Licences for Houses in Multiple Occupation (HMO)

Penalties for not having a HMO licence

Failing to have a House in Multiple Occupation (HMO) licence is a criminal offence and subject to an unlimited fine. Listed below are details of possible breaches of HMOs:

  • it is a criminal offence to obstruct the local authority in carrying out their functions under Parts 1 to 4 and sections 239 and 240. Maximum penalty on summary conviction is currently £2,500
  • it is an offence if the landlord or person in control of the property fails to apply for a licence for a licensable property or allows a property to be occupied by more people than are permitted under the licence. An unlimited fine may be imposed
  • overcrowding carries an unlimited penalty. Landlords who breach other licence conditions can be fined £5,000 per offence

Under s.324 of the Housing Act 1985 a 'dwelling' (home) is overcrowded when the number of persons sleeping in the dwelling is such as to contravene:

  1. the standard specified in section 325 (the room standard), or
  2. the standard specified in section 326 (the space standard)

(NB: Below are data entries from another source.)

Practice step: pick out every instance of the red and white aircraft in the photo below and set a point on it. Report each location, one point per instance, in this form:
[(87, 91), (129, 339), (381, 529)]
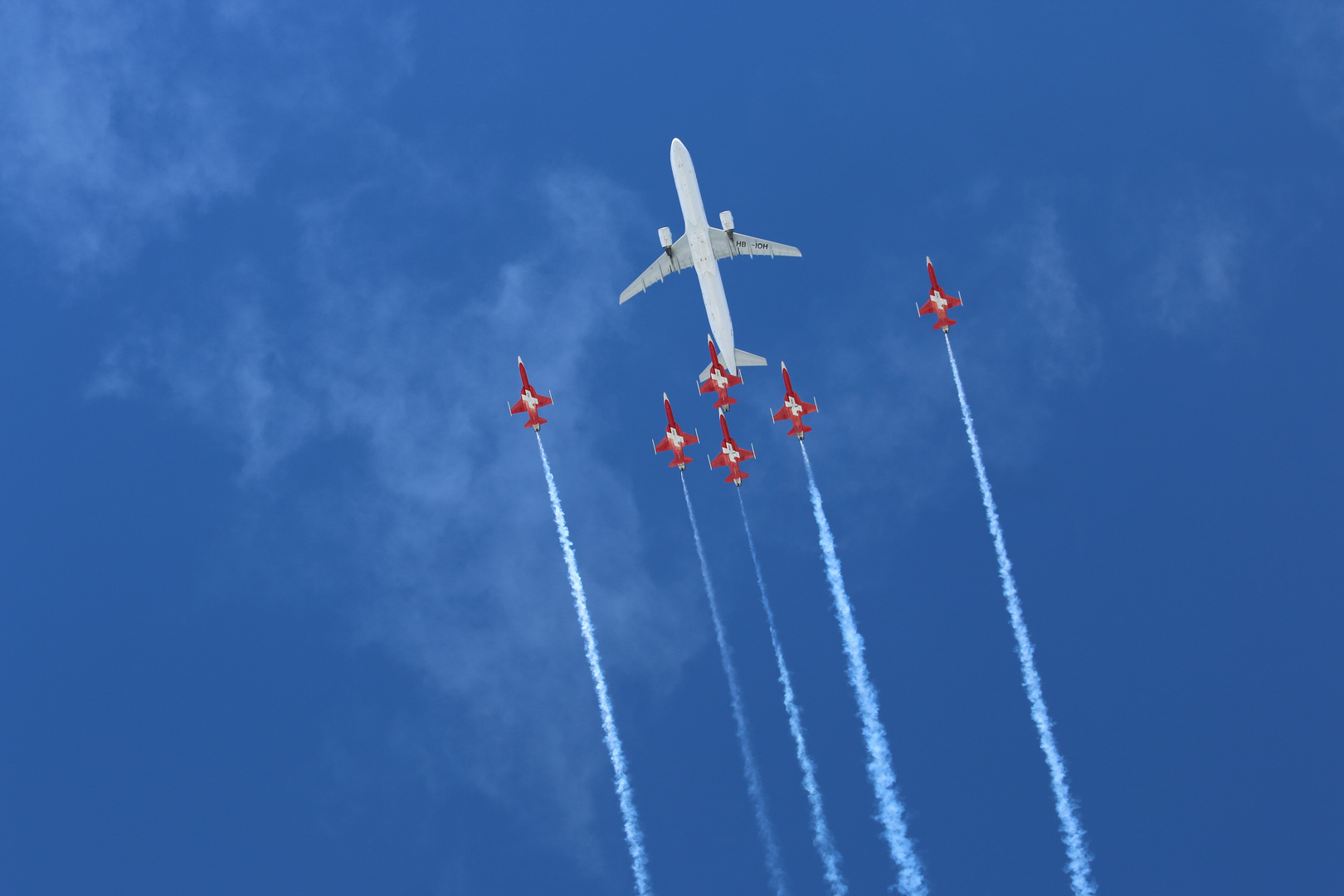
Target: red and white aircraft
[(530, 402), (793, 407), (719, 381), (730, 455), (938, 301), (675, 440)]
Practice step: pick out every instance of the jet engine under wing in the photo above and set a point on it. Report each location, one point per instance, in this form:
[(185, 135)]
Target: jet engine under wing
[(743, 245), (674, 260)]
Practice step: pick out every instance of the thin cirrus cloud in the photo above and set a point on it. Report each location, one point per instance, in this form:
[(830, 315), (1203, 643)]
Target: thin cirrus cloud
[(116, 119), (1312, 49), (441, 512)]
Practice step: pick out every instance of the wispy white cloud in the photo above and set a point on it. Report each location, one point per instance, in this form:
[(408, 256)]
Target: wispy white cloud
[(1312, 49), (1198, 264), (442, 512), (116, 119)]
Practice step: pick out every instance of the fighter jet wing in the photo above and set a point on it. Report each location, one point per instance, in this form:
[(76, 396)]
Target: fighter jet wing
[(743, 245), (675, 258)]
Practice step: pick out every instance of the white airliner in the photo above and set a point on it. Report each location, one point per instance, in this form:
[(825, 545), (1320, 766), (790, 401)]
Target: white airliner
[(704, 246)]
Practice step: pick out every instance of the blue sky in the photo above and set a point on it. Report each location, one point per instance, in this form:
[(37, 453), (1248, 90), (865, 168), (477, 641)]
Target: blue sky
[(283, 606)]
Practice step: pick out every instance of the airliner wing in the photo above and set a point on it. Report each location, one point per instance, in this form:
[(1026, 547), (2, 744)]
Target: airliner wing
[(668, 262), (743, 245)]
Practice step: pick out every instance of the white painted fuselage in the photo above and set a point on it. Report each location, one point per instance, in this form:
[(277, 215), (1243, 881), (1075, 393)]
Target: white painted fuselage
[(702, 253)]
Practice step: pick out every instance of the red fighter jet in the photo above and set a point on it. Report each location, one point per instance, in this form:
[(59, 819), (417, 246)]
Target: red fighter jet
[(938, 301), (793, 407), (675, 441), (530, 402), (730, 455), (717, 379)]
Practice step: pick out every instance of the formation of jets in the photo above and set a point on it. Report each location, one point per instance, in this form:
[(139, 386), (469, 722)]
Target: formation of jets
[(702, 247)]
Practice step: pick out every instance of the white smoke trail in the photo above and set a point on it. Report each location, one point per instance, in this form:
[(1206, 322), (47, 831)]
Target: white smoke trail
[(890, 813), (763, 828), (1079, 860), (821, 830), (633, 835)]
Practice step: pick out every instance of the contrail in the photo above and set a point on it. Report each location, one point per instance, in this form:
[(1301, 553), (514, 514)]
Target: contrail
[(890, 813), (1079, 860), (749, 767), (821, 830), (633, 835)]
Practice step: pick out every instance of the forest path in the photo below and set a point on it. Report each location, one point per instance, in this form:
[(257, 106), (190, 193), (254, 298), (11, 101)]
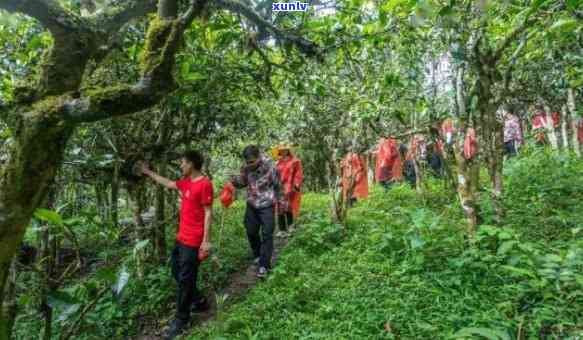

Defences for not having a licence

There are three defences available to someone who does not have the requisite licence:

  • when there is a reasonable excuse for his failure (section 72(1))
  • a notification had been duly given in respect of the house under section 62(1), (Temporary Exemption)
  • an application for a licence had been duly made in respect of the house under section 63, and that notification or application was still effective

A landlord who is required to have a licence for a HMO but doesn't, loses the right to automatic possession of the rented property under an assured shorthold lease under HA1988, s21 (as amended s.75).